10/10/10 Klassik-Heute.de; Disc of the Year 2010', YLE
"Time, once again, to hail yet another obscenely talented young musician from Finland." MusicWeb International; "Convence la mera escucha de la ópera ... con una música fresca, ecléctica ... al servicio de una acción concisa y bien dibujada." Scherzo; "Döbeln has me searching for recordings of other works by this composer, and looking forward to the next opera. May it come soon." Fanfare
Born in 1972 Sebastian Fagerlund has rapidly emerged as one of the most interesting Finnish composers of his generation. At the core of his style is a richly sonorous, swiftly flowing idiom that is multi-layered in texture but avoids modernism's severity of tone.
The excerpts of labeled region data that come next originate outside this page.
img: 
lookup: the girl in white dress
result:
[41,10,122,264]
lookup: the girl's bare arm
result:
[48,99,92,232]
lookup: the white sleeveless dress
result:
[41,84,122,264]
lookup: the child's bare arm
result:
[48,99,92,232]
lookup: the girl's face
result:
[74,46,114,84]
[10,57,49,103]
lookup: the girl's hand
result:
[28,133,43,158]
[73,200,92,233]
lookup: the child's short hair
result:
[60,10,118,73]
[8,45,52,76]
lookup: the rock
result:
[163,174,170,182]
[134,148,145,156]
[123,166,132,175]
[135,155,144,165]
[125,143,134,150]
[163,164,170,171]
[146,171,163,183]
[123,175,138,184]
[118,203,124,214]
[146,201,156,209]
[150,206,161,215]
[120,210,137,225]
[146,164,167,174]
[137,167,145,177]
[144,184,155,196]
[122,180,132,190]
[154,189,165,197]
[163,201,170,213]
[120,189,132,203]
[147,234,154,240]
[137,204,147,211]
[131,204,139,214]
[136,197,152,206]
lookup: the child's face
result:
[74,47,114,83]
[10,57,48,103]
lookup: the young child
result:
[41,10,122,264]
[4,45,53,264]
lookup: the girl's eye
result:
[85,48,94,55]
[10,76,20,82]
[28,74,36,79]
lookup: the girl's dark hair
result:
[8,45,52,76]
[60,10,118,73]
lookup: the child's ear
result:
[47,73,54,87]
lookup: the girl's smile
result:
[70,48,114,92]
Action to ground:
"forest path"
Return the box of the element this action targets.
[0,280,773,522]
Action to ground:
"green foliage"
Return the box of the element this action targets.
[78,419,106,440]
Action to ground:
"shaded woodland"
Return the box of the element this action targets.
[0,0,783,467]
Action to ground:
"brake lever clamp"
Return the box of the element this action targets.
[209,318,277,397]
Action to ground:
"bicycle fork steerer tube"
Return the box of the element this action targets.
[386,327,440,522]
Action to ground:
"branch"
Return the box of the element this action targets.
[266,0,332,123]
His rhythms are rich, sometimes clearly motoric, sometimes capriciously syncopated and more freely shaped. To counterbalance the rapid currents and rhythmic vivacity there are delicate, lyrically emotional passages. His music has often been tinged with a feeling of drama even when the forces are purely instrumental, and the move to opera, for the first time here in Döbeln, is thus completely natural. The main character of the opera is a historic figure, the Swedish General Georg Carl von Döbeln, a hero of the 1808-09 war over Finland between Russia and Sweden. The plot incorporates actual events during the war, but mixes them with fantasies and hallucinations in a many-faceted emotional mosaic. As the composer writes in his own liner notes: 'When I began to plan this work, the idea of a grand, epic and heroic war opera felt unnatural to me. I wanted to discover a story - and a way of realizing it - where drama could be combined with humour, without losing track of the serious subject: war and its effects on man.' The libretto by Finnish writer Jusa Peltoniemi is partly in Swedish and partly in Finnish, and includes eleven characters, ranging from a hospital orderly to the King of Sweden. These roles are distributed among five singers, supported by fifteen instrumentalists: piano, string quintet, seven wind-players and percussionists. With these limited forces, Fagerlund conjures up a sound-scape which is rich in colour, variation and emotional intensity. The direction is in the highly competent hands of Sakari Oramo, conducting a cast of leading Finnish singers from the West Coast Kokkola Opera. The comprehensive booklet includes the full Swedish/Finnish libretto with a parallel English translation, as well as a presentation of the composer and his work in four languages: English, Finnish, German and French. Packaged in a cardboard slipcase, this title also includes a full colour leaflet with photographs from the first performance, which took place in 2009.